Male pheromone preference in the ECB strains serves as a strong prezygotic reproductive isolation mechanism, and has contributed to population divergence in the field. Our results demonstrate that male pheromone preference is not directly affected by the topological arrangement of olfactory glomeruli itself, but that male preference may instead be mediated by an antennal factor, which causes the MGC glomeruli to be differentially sized. We postulate that this factor affects readout of blend information from the MGC. The results are an illustration of how pheromone preference may be 'spelled out' in the ALs, and how evolution may modulate this.

Background

Moth pheromone communication offers a unique opportunity to study the evolution of behavior and its olfactory processing correlates. The organization of the olfactory circuitry is relatively simple and behavioral responses to pheromones are generally robust. The European corn borer (ECB; Ostrinia nubilalis; Lepidoptera: Pyralidae) in particular, has been a textbook example of pheromone evolution. It has a distinct pheromone polymorphism in natural populations, consisting of two strains, which produce and prefer opposite ratios of the two component pheromone blend. The Z-strain produces and prefers a 97:3 blend of (Z)/(E)-11-tetradecenyl acetate (Z11-14:OAc/E11-14:OAc), whereas the E-strain produces an approximately opposite ratio (1:99 Z:E) [1, 2]. Both strains have an interspecific behavioral antagonist, (Z)-9-tetradecenyl acetate (Z9-14:OAc) [3]. Female hybrids (ZxE and ExZ) produce an intermediate pheromone blend (35:65 Z:E) and hybrid males respond preferentially to such blends [4, 5]. Where the two strains occur in sympatry, hybrids are found in low frequency, between 5-15% [6]. Although other factors (seasonal voltinism and circadian rhythm in particular) have been recognized as reproductive isolation barriers in this species, the absolute strength of male pheromone preference was found to be the strongest (summarized in [7]).
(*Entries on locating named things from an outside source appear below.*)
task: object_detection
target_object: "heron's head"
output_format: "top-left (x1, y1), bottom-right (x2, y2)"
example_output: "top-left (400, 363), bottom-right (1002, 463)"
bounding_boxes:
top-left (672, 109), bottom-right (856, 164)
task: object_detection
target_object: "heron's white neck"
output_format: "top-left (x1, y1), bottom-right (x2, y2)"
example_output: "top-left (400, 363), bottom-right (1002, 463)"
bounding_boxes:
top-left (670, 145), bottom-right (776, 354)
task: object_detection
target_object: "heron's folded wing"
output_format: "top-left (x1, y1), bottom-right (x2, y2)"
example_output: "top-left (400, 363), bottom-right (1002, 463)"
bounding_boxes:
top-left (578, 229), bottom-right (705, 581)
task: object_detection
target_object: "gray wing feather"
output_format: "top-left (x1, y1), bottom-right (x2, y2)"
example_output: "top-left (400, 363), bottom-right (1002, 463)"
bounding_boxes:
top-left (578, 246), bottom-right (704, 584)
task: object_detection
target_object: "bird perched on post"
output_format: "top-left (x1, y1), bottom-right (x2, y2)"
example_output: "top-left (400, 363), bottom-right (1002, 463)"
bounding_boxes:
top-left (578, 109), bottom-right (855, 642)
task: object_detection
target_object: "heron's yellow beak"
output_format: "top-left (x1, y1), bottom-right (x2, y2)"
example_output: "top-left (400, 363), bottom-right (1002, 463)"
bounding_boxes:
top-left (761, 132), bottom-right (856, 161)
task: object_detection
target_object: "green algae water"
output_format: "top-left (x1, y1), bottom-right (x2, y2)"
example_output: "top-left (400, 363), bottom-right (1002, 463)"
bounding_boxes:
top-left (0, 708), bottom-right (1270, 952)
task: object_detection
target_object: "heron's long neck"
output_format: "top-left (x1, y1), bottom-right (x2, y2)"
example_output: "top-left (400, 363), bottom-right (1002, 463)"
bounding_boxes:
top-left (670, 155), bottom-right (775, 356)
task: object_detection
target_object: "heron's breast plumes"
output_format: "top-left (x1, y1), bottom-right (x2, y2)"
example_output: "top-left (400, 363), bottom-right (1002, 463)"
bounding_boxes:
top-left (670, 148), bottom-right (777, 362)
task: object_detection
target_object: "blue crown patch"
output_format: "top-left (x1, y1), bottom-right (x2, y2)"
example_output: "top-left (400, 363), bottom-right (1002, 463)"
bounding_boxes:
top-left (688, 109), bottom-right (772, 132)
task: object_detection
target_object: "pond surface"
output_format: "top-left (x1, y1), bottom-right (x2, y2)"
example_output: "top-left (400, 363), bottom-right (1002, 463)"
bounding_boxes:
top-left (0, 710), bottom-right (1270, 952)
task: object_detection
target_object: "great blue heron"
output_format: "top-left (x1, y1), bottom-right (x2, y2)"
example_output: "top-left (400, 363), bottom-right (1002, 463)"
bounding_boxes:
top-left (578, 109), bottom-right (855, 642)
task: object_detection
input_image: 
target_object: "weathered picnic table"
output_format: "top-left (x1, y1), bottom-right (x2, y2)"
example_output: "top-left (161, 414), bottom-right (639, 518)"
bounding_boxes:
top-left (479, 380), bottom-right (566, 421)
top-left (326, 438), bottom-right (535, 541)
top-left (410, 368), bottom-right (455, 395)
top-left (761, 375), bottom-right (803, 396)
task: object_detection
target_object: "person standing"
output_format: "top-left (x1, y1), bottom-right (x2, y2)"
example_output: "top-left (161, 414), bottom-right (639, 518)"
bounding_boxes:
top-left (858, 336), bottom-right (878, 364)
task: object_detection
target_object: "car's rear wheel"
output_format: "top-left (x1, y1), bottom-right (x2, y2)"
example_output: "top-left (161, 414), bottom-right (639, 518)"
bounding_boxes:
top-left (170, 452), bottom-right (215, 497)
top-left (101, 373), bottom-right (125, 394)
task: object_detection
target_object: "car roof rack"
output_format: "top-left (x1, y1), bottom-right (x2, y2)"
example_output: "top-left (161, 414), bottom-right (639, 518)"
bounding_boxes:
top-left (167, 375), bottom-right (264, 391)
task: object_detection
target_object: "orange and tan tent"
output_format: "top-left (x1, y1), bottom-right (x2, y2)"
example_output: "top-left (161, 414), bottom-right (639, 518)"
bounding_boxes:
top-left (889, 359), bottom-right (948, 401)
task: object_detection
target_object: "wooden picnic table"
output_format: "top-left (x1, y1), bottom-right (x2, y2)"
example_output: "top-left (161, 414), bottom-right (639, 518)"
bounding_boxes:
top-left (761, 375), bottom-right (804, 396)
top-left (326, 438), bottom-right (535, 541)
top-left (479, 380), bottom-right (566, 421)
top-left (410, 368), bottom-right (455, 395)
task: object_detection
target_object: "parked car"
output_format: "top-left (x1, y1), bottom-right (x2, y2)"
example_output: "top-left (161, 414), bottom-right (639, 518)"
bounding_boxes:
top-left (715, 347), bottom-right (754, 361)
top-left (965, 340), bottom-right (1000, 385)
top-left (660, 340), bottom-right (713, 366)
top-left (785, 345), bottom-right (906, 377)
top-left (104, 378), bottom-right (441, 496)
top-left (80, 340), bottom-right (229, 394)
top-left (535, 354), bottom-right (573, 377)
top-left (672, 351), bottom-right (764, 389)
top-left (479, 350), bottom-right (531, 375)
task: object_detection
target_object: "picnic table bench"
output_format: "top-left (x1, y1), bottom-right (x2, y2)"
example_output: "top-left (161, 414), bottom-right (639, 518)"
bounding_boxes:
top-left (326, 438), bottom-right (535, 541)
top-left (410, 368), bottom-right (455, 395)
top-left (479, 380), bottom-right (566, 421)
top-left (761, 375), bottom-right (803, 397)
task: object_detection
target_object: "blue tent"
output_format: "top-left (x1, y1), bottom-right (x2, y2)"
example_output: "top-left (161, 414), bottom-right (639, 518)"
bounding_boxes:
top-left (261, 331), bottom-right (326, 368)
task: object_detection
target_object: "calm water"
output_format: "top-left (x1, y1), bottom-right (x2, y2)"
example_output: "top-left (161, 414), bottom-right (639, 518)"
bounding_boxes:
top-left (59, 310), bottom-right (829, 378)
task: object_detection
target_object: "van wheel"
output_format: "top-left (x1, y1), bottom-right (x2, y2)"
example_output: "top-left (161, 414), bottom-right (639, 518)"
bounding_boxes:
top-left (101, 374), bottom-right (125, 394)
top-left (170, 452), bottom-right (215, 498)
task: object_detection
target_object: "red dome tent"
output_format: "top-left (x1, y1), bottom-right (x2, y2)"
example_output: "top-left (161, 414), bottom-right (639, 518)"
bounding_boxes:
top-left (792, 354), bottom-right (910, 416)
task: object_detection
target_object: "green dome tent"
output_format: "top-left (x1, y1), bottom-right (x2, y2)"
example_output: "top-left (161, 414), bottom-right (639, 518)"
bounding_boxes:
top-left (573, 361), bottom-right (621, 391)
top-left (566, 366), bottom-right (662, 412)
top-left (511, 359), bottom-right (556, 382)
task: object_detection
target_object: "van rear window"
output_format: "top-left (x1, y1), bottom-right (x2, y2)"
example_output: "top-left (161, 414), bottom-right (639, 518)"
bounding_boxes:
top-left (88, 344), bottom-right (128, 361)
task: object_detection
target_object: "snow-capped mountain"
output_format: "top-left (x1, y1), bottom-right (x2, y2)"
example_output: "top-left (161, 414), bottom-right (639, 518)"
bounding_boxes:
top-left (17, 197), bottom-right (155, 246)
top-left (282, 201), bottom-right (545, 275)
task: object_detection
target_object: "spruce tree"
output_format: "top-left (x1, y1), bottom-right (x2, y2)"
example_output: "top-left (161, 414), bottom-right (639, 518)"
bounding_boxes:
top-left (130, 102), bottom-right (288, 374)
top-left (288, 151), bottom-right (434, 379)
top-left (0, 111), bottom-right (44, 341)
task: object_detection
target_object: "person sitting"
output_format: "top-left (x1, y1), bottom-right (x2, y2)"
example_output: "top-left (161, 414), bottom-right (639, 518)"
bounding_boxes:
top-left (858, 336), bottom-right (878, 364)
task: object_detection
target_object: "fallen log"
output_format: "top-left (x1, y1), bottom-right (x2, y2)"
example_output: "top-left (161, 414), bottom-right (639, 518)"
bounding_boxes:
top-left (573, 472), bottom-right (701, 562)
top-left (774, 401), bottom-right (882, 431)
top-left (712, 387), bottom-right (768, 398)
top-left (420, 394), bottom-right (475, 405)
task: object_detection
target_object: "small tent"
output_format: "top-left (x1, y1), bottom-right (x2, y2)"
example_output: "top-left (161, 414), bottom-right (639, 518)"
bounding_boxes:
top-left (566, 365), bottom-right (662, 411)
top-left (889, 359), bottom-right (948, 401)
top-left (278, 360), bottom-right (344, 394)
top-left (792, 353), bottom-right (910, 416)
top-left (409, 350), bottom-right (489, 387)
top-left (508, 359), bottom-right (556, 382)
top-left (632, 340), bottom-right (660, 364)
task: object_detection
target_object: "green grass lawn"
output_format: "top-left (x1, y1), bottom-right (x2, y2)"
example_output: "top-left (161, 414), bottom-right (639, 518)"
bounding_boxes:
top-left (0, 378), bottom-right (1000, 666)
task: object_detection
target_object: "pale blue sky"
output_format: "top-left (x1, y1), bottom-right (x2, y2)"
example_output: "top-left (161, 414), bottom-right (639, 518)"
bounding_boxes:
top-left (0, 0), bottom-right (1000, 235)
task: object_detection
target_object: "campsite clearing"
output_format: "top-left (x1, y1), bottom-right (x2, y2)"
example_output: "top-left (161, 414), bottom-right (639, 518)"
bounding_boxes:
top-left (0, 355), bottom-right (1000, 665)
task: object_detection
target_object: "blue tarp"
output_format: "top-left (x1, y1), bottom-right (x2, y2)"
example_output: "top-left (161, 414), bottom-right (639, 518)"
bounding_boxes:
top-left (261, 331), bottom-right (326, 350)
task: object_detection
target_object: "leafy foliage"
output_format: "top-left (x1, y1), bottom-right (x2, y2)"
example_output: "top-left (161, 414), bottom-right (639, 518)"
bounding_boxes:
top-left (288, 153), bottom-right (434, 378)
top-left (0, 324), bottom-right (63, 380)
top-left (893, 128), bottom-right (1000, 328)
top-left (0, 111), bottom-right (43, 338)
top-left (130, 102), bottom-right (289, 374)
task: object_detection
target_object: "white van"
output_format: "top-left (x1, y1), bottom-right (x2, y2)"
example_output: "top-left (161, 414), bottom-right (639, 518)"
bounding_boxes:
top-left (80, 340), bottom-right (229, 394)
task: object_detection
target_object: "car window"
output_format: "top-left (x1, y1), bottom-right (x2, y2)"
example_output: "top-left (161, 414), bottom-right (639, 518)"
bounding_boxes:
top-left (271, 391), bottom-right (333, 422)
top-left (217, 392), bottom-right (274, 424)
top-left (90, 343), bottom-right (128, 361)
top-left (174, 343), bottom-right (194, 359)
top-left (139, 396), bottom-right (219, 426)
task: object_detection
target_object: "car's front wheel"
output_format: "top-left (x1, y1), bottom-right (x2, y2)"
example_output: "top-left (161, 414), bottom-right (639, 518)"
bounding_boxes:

The genetic factors responsible for the major pheromone differences between the strains exhibit simple Mendelian inheritance. Female sex pheromone production is controlled primarily by a single autosomal factor [8, 9], whereas, male behavioral preference is controlled by a sex-linked factor [4, 912], this factor being a single gene or a couple of closely-linked genes. Offspring of paternal backcrosses of hybrids (a backcross of a female hybrid with a male pure strain individual) consist of single pheromone phenotypes, i.e., Z, E or hybrid responders (see also Figure 1). In contrast, maternal backcrosses (a cross between a male hybrid and a female pure strain) result in a 1:1 ratio of hybrid and pure strain responders.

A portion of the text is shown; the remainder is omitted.